President Trump has ordered next year’s overall national defense budget to be reduced from a projected total of $733 billion to $700 billion, Deputy Defense Secretary Pat Shanahan said Friday.

Shanahan said the order to cut the budget by 4.5 percent last week has essentially caused the Pentagon to create two separate budget proposals for fiscal year 2020 based on its higher initial plan and the new lower figure from the White House. The new 2020 number represents a $16 billion cut from the fiscal 2019 authorized level.

The Pentagon is in the final stages of creating an annual spending proposal that must be approved by the president’s Office of Management and Budget and then submitted by the president to Congress in February.
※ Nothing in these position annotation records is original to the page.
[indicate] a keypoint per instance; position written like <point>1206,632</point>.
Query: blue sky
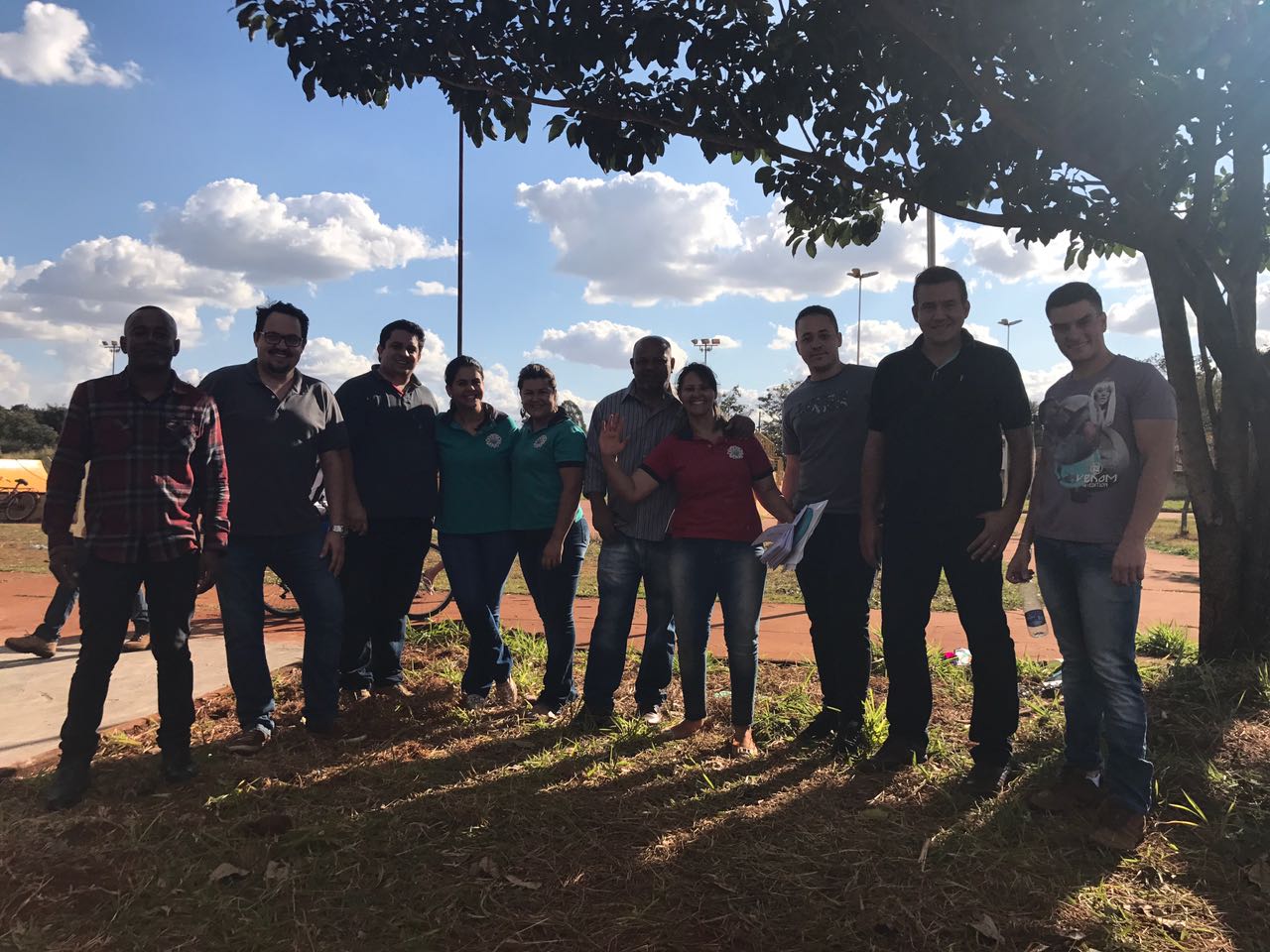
<point>155,155</point>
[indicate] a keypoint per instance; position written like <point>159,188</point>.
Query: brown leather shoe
<point>1119,828</point>
<point>1074,792</point>
<point>32,645</point>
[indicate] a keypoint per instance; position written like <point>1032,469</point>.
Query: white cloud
<point>324,236</point>
<point>648,238</point>
<point>13,388</point>
<point>597,343</point>
<point>784,338</point>
<point>432,289</point>
<point>333,361</point>
<point>54,46</point>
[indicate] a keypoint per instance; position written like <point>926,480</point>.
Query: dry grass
<point>445,832</point>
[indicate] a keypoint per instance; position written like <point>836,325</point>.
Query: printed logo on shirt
<point>1088,453</point>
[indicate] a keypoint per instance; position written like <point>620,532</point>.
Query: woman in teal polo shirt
<point>712,552</point>
<point>549,454</point>
<point>474,445</point>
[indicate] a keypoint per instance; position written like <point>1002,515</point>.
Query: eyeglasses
<point>290,340</point>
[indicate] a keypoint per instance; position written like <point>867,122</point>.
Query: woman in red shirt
<point>712,553</point>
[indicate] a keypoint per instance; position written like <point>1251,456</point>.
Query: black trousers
<point>381,574</point>
<point>835,585</point>
<point>105,606</point>
<point>913,553</point>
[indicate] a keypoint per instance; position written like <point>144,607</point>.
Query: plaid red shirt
<point>157,466</point>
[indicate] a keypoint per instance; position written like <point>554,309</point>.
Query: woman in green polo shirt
<point>474,445</point>
<point>549,454</point>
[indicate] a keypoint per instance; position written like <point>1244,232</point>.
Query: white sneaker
<point>506,693</point>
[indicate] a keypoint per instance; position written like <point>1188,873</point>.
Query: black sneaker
<point>70,783</point>
<point>987,779</point>
<point>849,739</point>
<point>820,728</point>
<point>894,754</point>
<point>178,767</point>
Trump puzzled analysts this month when he mentioned a future $700 billion defense budget in passing. It was not clear whether he was talking about all defense spending or just the Pentagon’s budget, which was $701 billion of the total $733 billion projected for 2020.

The larger total defense budget includes spending on line items such as the nuclear arsenal and law enforcement.

Shanahan confirmed during an appearance at the Military Reporters and Editors conference Friday that the president was indeed talking about a much smaller total national defense budget.

Analysts said a $700 billion total defense budget would be about a 4.5 percent cut to planned spending when inflation is factored, and could make it difficult for the Pentagon to carry out its plans to modernize following an infusion of spending over the past two years.

The cut would track with Trump’s newly announced plan, called the ‘nickel plan,’ that aims to cut 5 percent from all areas of federal spending.